“Anche quest’anno il Rapporto fotografa con scrupolosità la situazione del nostro territorio diocesano che, nell’arco di 16 mesi, ha subito alluvioni e terremoti che hanno ulteriormente aggravato la condizione di fragilità di persone e famiglie che già si trovavano in una situazione di difficoltà. Sono state severamente danneggiate infrastrutture e colture, numerose imprese, sconvolgendo equilibri che sembravano consolidati e che, comunque, erano e restano precari”. Lo ha affermato mons. Mario Toso, vescovo di Faenza-Modigliana, durante la presentazione alla cittadinanza del “Rapporto Caritas povertà e risorse 2023. Sperare e agire con il Creato”.
Nel suo intervento il presule ha voluto portare all’attenzione “2 numeri che credo rappresentino bene la tendenza di aumento della povertà nel nostro territorio: nel 2023 sono stati quasi 11.000 i pasti serviti dalla mensa, con un aumento del 38% rispetto al 2022; sempre nel 2023 sono state 1.826 le persone incontrate dalla Caritas diocesana e dalle Caritas parrocchiali, con un aumento del 17% rispetto al 2022. Sono dati significativi sui quali ha inciso l’evento catastrofico rappresentato dall’alluvione. Infatti, non è un caso se le Caritas parrocchiali delle zone più colpite dal disastro hanno incontrato un maggior numero di persone rispetto all’anno precedente”.
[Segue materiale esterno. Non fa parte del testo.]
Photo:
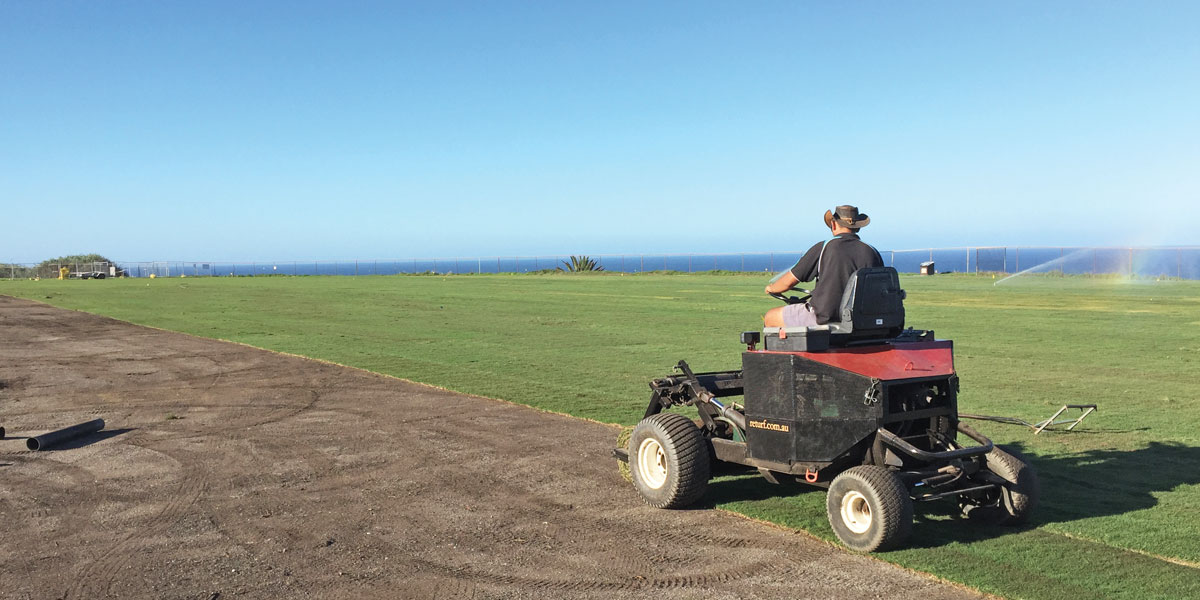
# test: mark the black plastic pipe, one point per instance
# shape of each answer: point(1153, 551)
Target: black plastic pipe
point(58, 437)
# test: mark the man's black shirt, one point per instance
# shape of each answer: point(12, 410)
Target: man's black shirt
point(844, 255)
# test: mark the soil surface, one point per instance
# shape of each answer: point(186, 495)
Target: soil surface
point(231, 472)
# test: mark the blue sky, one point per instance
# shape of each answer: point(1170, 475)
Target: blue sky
point(240, 131)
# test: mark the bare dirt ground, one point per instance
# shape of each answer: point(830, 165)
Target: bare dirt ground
point(231, 472)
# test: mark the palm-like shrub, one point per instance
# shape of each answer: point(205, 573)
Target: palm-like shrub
point(581, 263)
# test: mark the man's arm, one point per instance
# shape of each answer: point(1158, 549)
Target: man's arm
point(805, 269)
point(783, 283)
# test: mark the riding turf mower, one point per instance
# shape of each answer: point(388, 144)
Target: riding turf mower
point(862, 407)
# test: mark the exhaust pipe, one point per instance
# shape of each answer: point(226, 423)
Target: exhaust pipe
point(58, 437)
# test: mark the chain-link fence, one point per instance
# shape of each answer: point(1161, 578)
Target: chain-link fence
point(1131, 262)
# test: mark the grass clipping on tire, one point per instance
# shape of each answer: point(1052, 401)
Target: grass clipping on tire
point(623, 442)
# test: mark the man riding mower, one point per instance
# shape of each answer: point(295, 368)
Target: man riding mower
point(859, 406)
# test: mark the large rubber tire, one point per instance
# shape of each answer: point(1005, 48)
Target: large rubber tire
point(669, 460)
point(1014, 503)
point(869, 509)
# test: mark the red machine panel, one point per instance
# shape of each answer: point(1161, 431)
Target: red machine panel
point(889, 361)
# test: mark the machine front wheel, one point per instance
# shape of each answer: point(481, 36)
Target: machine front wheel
point(669, 460)
point(869, 509)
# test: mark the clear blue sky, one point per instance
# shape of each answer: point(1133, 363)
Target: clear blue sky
point(233, 130)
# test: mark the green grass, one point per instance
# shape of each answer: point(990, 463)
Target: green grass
point(1121, 495)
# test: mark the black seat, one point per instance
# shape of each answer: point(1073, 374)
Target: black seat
point(871, 307)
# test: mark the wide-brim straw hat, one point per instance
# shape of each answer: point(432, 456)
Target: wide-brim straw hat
point(847, 216)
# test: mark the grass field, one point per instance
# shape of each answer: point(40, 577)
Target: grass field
point(1121, 495)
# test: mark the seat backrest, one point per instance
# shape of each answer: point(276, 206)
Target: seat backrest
point(871, 305)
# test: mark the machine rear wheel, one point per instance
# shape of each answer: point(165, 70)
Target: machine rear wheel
point(669, 460)
point(1017, 498)
point(869, 509)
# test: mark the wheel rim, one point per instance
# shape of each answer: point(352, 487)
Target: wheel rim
point(856, 513)
point(652, 463)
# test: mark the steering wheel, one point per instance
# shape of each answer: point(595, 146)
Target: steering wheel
point(808, 293)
Commentando poi i contenuti del Rapporto, mons. Toso ha osservato che “appare sicuramente uno strumento di rilievo per conoscere la molteplicità di soggetti e di attività che si sviluppano nel territorio diocesano grazie alla Caritas diocesana, alle associazioni, alle istituzioni che operano in rete con essa, a servizio della gente, specie dei più poveri, stranieri ed italiani, emigrati e profughi. Abbiamo così a disposizione non solo informazioni frammentarie, approssimative, disarticolate, bensì un quadro abbastanza completo – compatibilmente alle nostre capacità –, sull’impegno della Chiesa che è chiamata a testimoniare l’amore di Cristo Signore nei confronti dei bisognosi”. I dati, ha rilevato il presule, “non rappresentano una semplice statistica. Rendono evidenti, quasi in maniera palpabile, sia la sofferenza di tante persone, sia l’impegno appassionato di operatori e volontari che si spendono nel servizio al prossimo. Da tutto ciò, a fronte dell’aumento dei numeri, delle calamità naturali, non esclusa una tromba d’aria nell’alfonsinese, risulta particolarmente indovinata e provvidenziale la decisione che, a suo tempo, ha saggiamente condotto a ‘delocalizzare’ la Caritas diocesana anche a livello parrocchiale, per garantire maggiore vicinanza alle persone, alle famiglie e alle comunità nel bisogno”.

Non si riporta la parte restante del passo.